ISS Recommends Approval of New Gold-Coeur Plan with 0.4959 Share Exchange
ISS recommended that New Gold shareholders vote FOR the arrangement under which they will receive 0.4959 Coeur shares per New Gold share. A special meeting on January 27, 2026, will seek approval for a merger giving New Gold shareholders a 38% stake in the combined company.
1. ISS Recommends Shareholders Vote FOR Plan of Arrangement with Coeur Mining
Institutional Shareholder Services Inc. (ISS), a leading independent proxy advisory firm, has formally recommended that New Gold shareholders vote "FOR" the proposed plan of arrangement under the Business Corporations Act (British Columbia). ISS cited the strategic merits of the transaction, highlighting expected operational synergies, a stronger combined balance sheet and improved liquidity. In its written assessment, ISS noted that the implied per-share consideration has risen since the unaffected date and found no indications that the valuation lacks credibility. This recommendation follows unanimous support from New Gold’s Board of Directors and applies equally to Coeur Mining shareholders, who have also been urged by ISS to back the arrangement.

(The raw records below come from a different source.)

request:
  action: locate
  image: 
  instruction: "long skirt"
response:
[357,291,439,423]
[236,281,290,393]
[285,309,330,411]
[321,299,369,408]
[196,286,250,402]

2. Transaction Terms and Shareholder Ownership Post-Closing
Under the terms of the transaction, each New Gold shareholder will receive 0.4959 shares of Coeur common stock for every New Gold share held. Upon completion, existing Coeur shareholders will own approximately 62% of the combined entity, while former New Gold shareholders will hold the remaining 38%. This share exchange ratio reflects a premium to New Gold’s unaffected trading levels and positions the combined company to benefit from scale efficiencies across its copper-gold and gold operations. The special meeting to approve the arrangement is scheduled for January 27, 2026, with proxy voting deadlines set for January 23, 2026. Shareholders have multiple avenues to cast their votes, including in-person attendance in Toronto or via live webcast, ensuring broad participation.